Background: The best European locality for complete Eocene mammal skeletons is Grube Messel, near Darmstadt, Germany. Although the site was surrounded by a para-tropical rain forest in the Eocene, primates are remarkably rare there, and only eight fragmentary specimens were known until now. Messel has now yielded a full primate skeleton. The specimen has an unusual history: it was privately collected and sold in two parts, with only the lesser part previously known. The second part, which has just come to light, shows the skeleton to be the most complete primate known in the fossil record.

Methodology/principal findings: We describe the morphology and investigate the paleobiology of the skeleton. The specimen is described as Darwinius masillae n.gen. n.sp. belonging to the Cercamoniinae.
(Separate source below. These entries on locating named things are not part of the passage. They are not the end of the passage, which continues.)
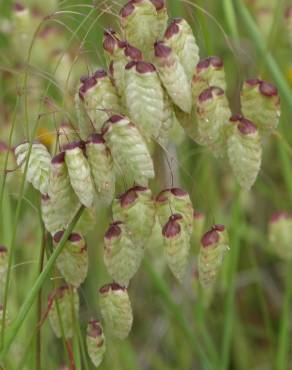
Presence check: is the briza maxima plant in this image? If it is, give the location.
[5,0,282,366]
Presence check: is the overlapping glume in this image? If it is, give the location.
[112,185,155,247]
[104,221,144,286]
[162,213,190,281]
[241,78,281,135]
[14,142,51,194]
[86,320,106,367]
[198,225,229,288]
[227,116,262,190]
[99,283,133,339]
[102,115,155,185]
[268,211,292,260]
[48,285,79,339]
[54,231,88,288]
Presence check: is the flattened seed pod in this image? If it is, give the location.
[86,320,106,367]
[48,285,79,339]
[241,78,281,134]
[103,29,143,98]
[14,143,51,194]
[154,41,192,113]
[46,152,80,235]
[164,18,200,80]
[156,188,194,235]
[54,231,88,288]
[113,186,155,246]
[227,116,262,190]
[102,115,155,185]
[104,221,144,286]
[99,283,133,339]
[192,56,226,101]
[86,134,115,204]
[197,86,231,157]
[125,62,164,138]
[120,0,160,53]
[64,141,94,207]
[162,213,190,281]
[268,211,292,260]
[79,69,121,131]
[0,245,8,291]
[198,225,229,288]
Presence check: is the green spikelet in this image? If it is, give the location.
[104,221,144,286]
[54,231,88,288]
[198,225,229,288]
[268,211,292,260]
[197,86,231,157]
[156,188,194,235]
[86,134,115,204]
[48,285,79,339]
[164,18,200,80]
[154,41,192,113]
[78,69,120,131]
[64,141,95,207]
[120,0,161,55]
[192,56,226,101]
[99,283,133,339]
[41,152,80,235]
[113,186,155,246]
[103,29,143,99]
[14,143,51,194]
[162,213,190,281]
[227,116,262,190]
[102,115,155,185]
[86,320,106,367]
[241,78,281,134]
[125,61,164,138]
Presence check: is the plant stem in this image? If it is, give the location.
[0,206,84,362]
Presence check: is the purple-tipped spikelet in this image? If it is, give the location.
[99,283,133,339]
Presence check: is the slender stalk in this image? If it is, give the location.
[0,206,84,363]
[220,194,241,370]
[234,0,292,111]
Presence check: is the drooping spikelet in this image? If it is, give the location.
[99,283,133,339]
[154,41,192,113]
[64,141,95,207]
[113,186,155,246]
[48,285,79,339]
[198,225,229,288]
[162,213,190,281]
[164,18,199,80]
[86,320,106,367]
[156,188,194,235]
[54,231,88,288]
[241,78,281,134]
[197,86,231,157]
[125,61,164,138]
[104,221,144,286]
[227,116,262,190]
[120,0,161,55]
[41,152,80,235]
[86,134,115,204]
[192,56,226,101]
[268,211,292,260]
[78,69,120,131]
[102,115,155,185]
[14,142,51,194]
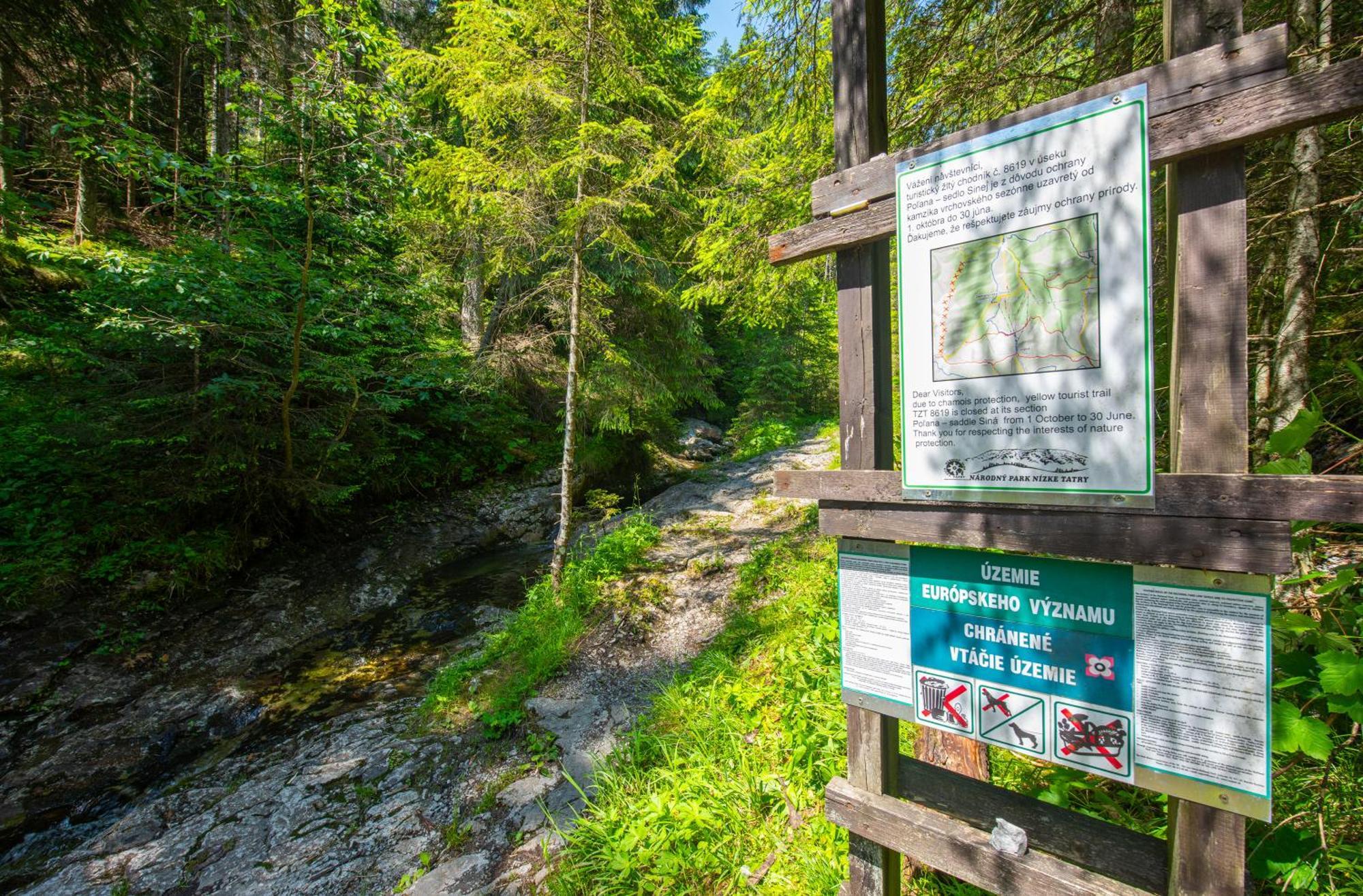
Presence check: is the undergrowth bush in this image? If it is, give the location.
[548,525,1363,896]
[421,513,658,737]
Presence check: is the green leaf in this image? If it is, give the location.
[1273,700,1334,761]
[1325,694,1363,724]
[1268,406,1325,457]
[1273,613,1321,632]
[1254,452,1311,476]
[1344,361,1363,391]
[1315,651,1363,696]
[1317,566,1359,593]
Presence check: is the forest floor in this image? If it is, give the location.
[0,439,836,896]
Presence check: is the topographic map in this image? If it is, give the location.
[931,215,1099,382]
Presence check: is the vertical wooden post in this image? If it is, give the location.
[1164,0,1249,896]
[833,0,900,896]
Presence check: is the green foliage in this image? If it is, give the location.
[729,420,800,460]
[548,525,846,893]
[421,513,658,737]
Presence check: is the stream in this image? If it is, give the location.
[0,531,548,893]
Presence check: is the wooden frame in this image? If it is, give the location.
[769,0,1363,896]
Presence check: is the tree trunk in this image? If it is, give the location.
[473,274,517,361]
[459,224,484,352]
[1272,0,1333,432]
[1251,277,1274,449]
[549,0,594,591]
[71,69,95,245]
[123,60,138,221]
[1093,0,1135,80]
[180,46,209,162]
[0,60,14,237]
[170,41,183,219]
[279,133,316,476]
[213,5,233,249]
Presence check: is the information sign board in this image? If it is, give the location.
[895,84,1154,506]
[838,539,1272,818]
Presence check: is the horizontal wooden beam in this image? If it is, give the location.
[767,57,1363,264]
[810,25,1287,218]
[823,777,1150,896]
[773,469,1363,523]
[898,756,1169,892]
[819,501,1292,573]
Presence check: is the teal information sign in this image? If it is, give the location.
[909,547,1135,780]
[838,539,1270,818]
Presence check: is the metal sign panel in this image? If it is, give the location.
[895,84,1154,506]
[838,539,1272,818]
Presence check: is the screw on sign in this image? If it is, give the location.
[919,675,970,728]
[1059,707,1126,771]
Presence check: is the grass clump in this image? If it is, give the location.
[549,531,846,895]
[421,513,658,737]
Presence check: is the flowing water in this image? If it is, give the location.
[0,544,548,892]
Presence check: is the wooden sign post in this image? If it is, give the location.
[769,0,1363,896]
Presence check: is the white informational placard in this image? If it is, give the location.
[1135,581,1273,798]
[895,84,1154,506]
[838,551,913,705]
[838,538,1273,821]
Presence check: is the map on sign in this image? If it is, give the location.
[931,214,1101,383]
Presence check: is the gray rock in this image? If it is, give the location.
[408,852,489,896]
[990,818,1026,855]
[497,772,559,809]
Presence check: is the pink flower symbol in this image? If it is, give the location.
[1084,653,1116,679]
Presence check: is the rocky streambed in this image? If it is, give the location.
[0,430,833,896]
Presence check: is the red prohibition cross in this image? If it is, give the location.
[1060,707,1122,771]
[980,688,1013,717]
[942,685,970,728]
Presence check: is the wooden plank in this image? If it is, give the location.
[833,0,902,896]
[1167,0,1249,896]
[823,777,1150,896]
[1150,57,1363,165]
[810,25,1287,218]
[837,240,894,469]
[819,501,1292,573]
[771,469,1363,523]
[767,57,1363,264]
[1167,99,1249,472]
[842,705,902,896]
[895,756,1169,892]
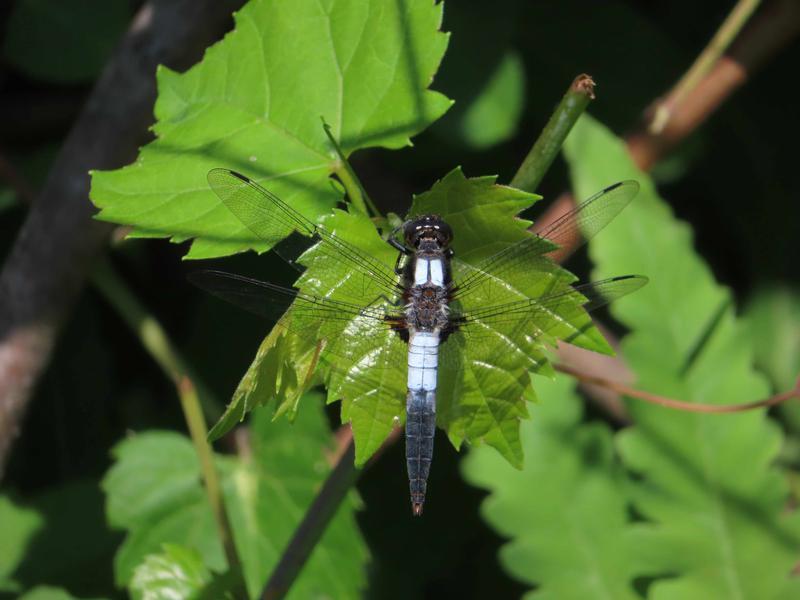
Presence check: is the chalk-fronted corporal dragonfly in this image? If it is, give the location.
[190,169,647,515]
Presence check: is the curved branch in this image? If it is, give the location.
[0,0,241,478]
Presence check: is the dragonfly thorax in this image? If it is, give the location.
[406,283,449,331]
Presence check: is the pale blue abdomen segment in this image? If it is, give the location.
[414,258,444,287]
[408,331,439,391]
[406,331,439,515]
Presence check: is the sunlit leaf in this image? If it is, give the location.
[213,169,609,466]
[464,377,639,600]
[565,118,800,599]
[3,0,131,83]
[103,396,366,598]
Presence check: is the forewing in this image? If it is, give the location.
[189,271,403,359]
[208,169,399,304]
[453,180,639,300]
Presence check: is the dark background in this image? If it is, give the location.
[0,0,800,598]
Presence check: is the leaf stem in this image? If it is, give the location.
[92,258,239,567]
[261,430,359,600]
[648,0,761,135]
[553,364,800,414]
[261,426,401,600]
[322,119,382,217]
[511,74,595,192]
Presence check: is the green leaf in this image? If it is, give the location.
[129,544,244,600]
[17,585,107,600]
[463,377,638,600]
[212,169,610,466]
[3,0,130,83]
[103,431,226,586]
[0,495,44,592]
[565,118,800,599]
[0,481,118,597]
[130,544,211,600]
[744,287,800,432]
[745,287,800,390]
[91,0,451,258]
[461,51,525,149]
[103,395,366,598]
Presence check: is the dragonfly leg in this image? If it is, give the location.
[406,390,436,516]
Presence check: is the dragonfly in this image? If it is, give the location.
[189,168,647,516]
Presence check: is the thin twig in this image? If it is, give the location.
[178,377,240,569]
[625,0,800,171]
[92,257,222,421]
[553,364,800,414]
[511,74,595,192]
[261,436,358,600]
[92,258,239,567]
[649,0,761,135]
[0,151,35,204]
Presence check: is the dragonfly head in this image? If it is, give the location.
[403,215,453,248]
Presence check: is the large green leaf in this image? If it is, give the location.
[565,118,800,599]
[217,169,609,466]
[91,0,451,258]
[464,377,638,600]
[0,495,44,593]
[0,481,118,596]
[104,396,366,598]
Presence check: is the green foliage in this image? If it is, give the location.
[565,119,800,599]
[103,397,366,598]
[461,51,525,149]
[17,585,105,600]
[745,287,800,434]
[0,495,44,593]
[3,0,130,83]
[0,482,117,597]
[465,117,800,599]
[91,0,450,258]
[212,169,609,466]
[463,376,638,600]
[130,544,239,600]
[745,287,800,390]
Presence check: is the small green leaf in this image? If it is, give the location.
[3,0,130,83]
[463,377,638,600]
[744,287,800,432]
[461,51,525,149]
[103,396,366,598]
[212,169,610,466]
[91,0,451,258]
[565,118,800,599]
[0,495,44,592]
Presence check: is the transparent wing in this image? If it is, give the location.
[453,181,639,299]
[452,275,649,335]
[445,275,648,370]
[208,169,400,303]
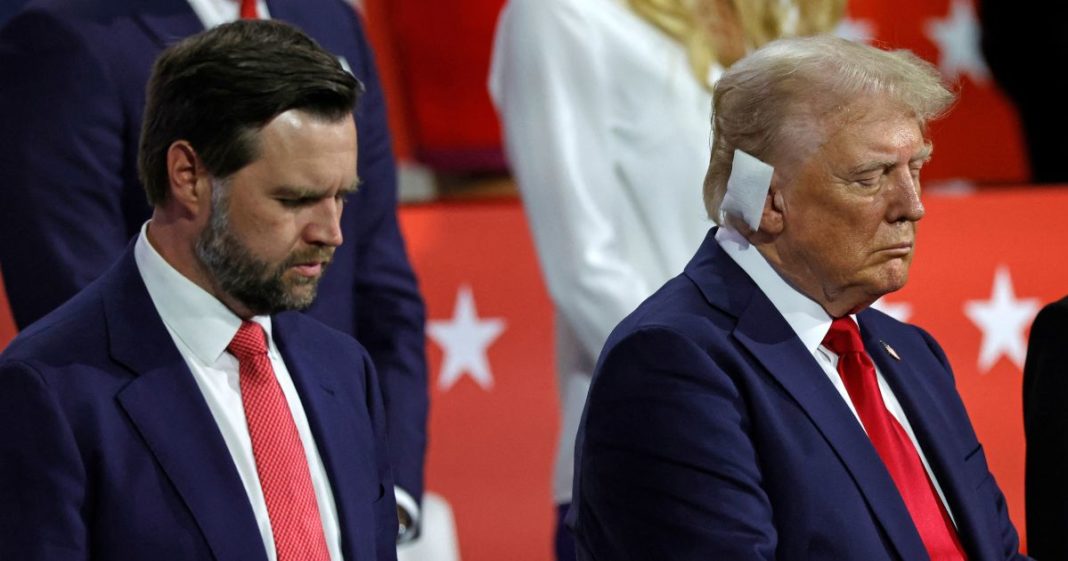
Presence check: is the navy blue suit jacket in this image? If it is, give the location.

Because the skeleton is lightly crushed and bones cannot be handled individually, imaging studies are of particular importance. Skull radiography shows a host of teeth developing within the juvenile face. Investigation of growth and proportion suggest that the individual was a weaned and independent-feeding female that died in her first year of life, and might have attained a body weight of 650-900 g had she lived to adulthood. She was an agile, nail-bearing, generalized arboreal quadruped living above the floor of the Messel rain forest.

Conclusions/significance: Darwinius masillae represents the most complete fossil primate ever found, including both skeleton, soft body outline and contents of the digestive tract. Study of all these features allows a fairly complete reconstruction of life history, locomotion, and diet. Any future study of Eocene-Oligocene primates should benefit from information preserved in the Darwinius holotype. Of particular importance to phylogenetic studies, the absence of a toilet claw and a toothcomb demonstrates that Darwinius masillae is not simply a fossil lemur, but part of a larger group of primates, Adapoidea, representative of the early haplorhine diversification.